É comum existir um prêmio por liquidez no mercado, mas o fluxo externo que inundou a Bolsa brasileira nos últimos meses alargou o gap entre as ações do Ibovespa e as small caps — tanto em termos de desempenho quanto de valuation.

Essa diferença começou a aumentar em 2021. A alta da Selic na ressaca da pandemia penalizou as ações de varejistas e outras empresas sensíveis a juros – boa parte delas, small caps

Mas este ano, o movimento se acentuou, com a B3 recebendo R$ 65 bilhões em investimentos externos – recursos que foram direcionados basicamente para os papéis mais líquidos, ou diretamente ou via ETFs. 

Enquanto isso, os locais estão vendendo. Os investidores institucionais locais sacaram cerca de R$ 50 bilhões da B3 neste ano.  

“A combinação de estrangeiros comprando e locais vendendo provoca essa distorção,” um gestor de ações disse ao Brazil Journal. “Quem compra small caps são os fundos dedicados e os locais, e esses investidores estão esperando um cenário mais claro sobre economia e juros para investir.” 

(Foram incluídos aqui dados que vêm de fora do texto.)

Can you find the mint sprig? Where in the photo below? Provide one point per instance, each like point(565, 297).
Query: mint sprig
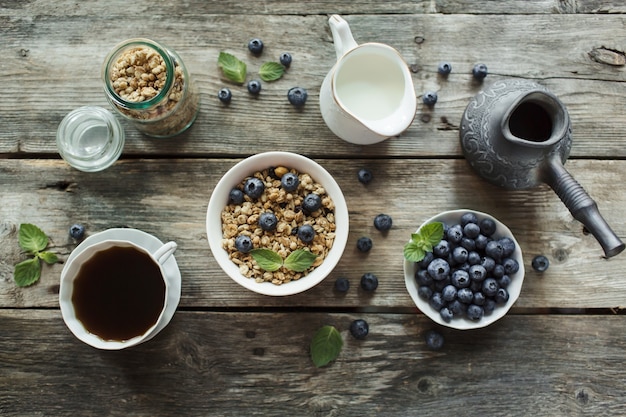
point(33, 241)
point(233, 68)
point(271, 71)
point(429, 235)
point(298, 260)
point(325, 346)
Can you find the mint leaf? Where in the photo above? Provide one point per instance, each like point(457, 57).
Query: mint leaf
point(300, 260)
point(432, 233)
point(27, 272)
point(267, 259)
point(48, 257)
point(233, 68)
point(271, 71)
point(325, 346)
point(32, 239)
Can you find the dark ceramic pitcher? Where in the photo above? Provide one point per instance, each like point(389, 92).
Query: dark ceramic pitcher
point(517, 134)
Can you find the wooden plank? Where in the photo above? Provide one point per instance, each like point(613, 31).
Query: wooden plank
point(511, 46)
point(234, 364)
point(168, 198)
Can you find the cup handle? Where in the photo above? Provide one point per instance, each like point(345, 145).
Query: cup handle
point(164, 252)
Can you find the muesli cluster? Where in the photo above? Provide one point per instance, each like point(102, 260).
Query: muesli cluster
point(282, 210)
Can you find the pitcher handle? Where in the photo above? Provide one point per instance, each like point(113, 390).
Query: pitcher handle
point(342, 36)
point(583, 208)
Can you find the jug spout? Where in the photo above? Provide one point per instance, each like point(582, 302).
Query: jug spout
point(342, 36)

Além disso, a valorização das petroleiras – em razão do aumento de preços com a guerra – também ajudou o Ibovespa. Os papéis de Petrobras e PRIO, que juntos têm cerca de 15% do índice, subiram em torno de 50% desde janeiro.   

Conclusão: enquanto o Ibovespa está nas máximas históricas, o SMAL11, o ETF que segue o índice de small caps da B3, está 20% abaixo do pico atingido em meados de 2021. 

O Ibovespa sobe 20% desde o início do ano, 46% em 12 meses e 60% desde 2021. Enquanto isso, o SMAL11 se valorizou apenas 9% em 2026, 22% em um ano – e teve uma baixa de 14% em cinco anos. 

Há diferenças mesmo entre empresas do próprio Ibovespa, com as ações mais líquidas subindo mais que o restante dos papéis, apesar de não haver mudança nos fundamentos que justifique um desempenho superior dos principais pesos do índice.

O múltiplo do Ibovespa está em 10,6x o lucro para os próximos 12 meses, pouco acima da média de 10,3x dos últimos dez anos, segundo a XP. Já as small caps negociam com um desconto de 10% em relação à média, a 9,3x lucro.

É possível que as small caps retornem aos níveis históricos de valuation, mas ainda é cedo para apostar nesse trade de convergência, disse Fernando Ferreira, o estrategista-chefe da XP.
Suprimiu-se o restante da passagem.